A principal coordinate analysis (PCoA) was consistent with the population structure as inferred by the Bayesian cluster analysis in STRUCTURE. The first two axes explained 61% of individual genetic variance (Figure 4). Two clusters were observed in the PCoA plot: one fairly contained cluster and the other being broad and loosely organized. Individuals sampled from MS were present in both clusters, where individuals sampled from central MS (MS-Central) appear localized to the bottom right quadrant (red diamonds, Figure 4) and individuals sampled from the MS Gulf Coast (MS-Coast) cluster with individuals from AL, FL and other states. Individuals sampled from AL are broadly distributed throughout the larger cluster, indicating a high degree of individual genetic variation. Individuals from FL also presented a similar pattern. Sampled individuals from TX (all collected from a single site) did not form a tight cluster, but grouped with samples from AL, FL, LA and SC. Georgia; these individuals from these states, however, form a very tight cluster within the broad cluster (Figure 4), overlapping within a subset of the AL, LA, MS and SC individuals, potentially indicating genetic relationships among geographically disparate populations.

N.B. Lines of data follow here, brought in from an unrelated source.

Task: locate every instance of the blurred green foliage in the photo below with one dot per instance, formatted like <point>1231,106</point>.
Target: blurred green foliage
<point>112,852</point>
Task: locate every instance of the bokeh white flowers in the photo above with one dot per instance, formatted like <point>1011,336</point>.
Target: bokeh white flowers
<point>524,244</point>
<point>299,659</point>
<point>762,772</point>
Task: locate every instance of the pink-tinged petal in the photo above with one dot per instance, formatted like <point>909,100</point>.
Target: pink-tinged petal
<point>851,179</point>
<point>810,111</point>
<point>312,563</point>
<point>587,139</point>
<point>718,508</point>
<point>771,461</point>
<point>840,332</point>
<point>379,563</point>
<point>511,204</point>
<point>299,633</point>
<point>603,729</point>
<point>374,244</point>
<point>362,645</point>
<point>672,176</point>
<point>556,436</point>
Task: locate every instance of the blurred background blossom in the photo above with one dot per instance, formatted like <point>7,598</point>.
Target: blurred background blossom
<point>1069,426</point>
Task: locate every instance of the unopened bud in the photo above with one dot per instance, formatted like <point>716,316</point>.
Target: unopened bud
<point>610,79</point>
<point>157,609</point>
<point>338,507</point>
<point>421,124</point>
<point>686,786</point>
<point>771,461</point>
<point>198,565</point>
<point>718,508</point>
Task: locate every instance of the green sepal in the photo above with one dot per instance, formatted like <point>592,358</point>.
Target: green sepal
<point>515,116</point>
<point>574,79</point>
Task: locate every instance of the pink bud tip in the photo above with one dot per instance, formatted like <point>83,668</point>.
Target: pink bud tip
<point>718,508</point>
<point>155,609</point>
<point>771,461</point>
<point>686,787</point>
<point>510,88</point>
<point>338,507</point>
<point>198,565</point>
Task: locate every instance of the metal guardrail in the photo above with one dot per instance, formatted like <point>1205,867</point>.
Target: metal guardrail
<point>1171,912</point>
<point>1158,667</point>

The genetic differentiation was evaluated between the MS-type cluster and all other individuals based on inferences from STRUCTURE and the PCoA. Ambiguous individuals were lumped with the AL-type in an analysis of molecular variation (AMOVA; Table 3); this grouping was derived because of the low value of admixture from STRUCTURE (mean α = 0.165) and the high proportion of assignment to the AL-type in ambiguous individuals (<0.90, but >0.50). We observed a significant genetic differentiation (FST = 0.363, P < 0.001) between the groups as defined above.

3. Discussion

The detection of two distinct genetic lineages throughout the invaded region is consistent with other published research on the cogongrass invasion in the US [29,30,31,36]. This analysis, however, demonstrated that one of those two genetic lineages (the dominant AL-type) has been responsible for the majority of the spatial spread and persistence in the US. The dominant AL-type lineage is more heterogeneous, widespread, and is genetically distinct (FST = 0.363, P < 0.001) from the MS-type lineage, even when inclusive of ambiguously assigned individuals. A two-lineage scenario provided the only evidence of strong population structuring throughout the invaded US range. The majority of individuals sampled for this work were assigned with a 90% or greater probability to the AL-type lineage (Figure 2). The other detected genetic group (the MS-type) appears to be geographically constrained to central MS (Figure 2). This pattern may be due to the reduced competitive or dispersal ability of this lineage, lack of anthropogenic activity promoting its spread or other potentially heritable fitness factors restricting its ability to spread from this region.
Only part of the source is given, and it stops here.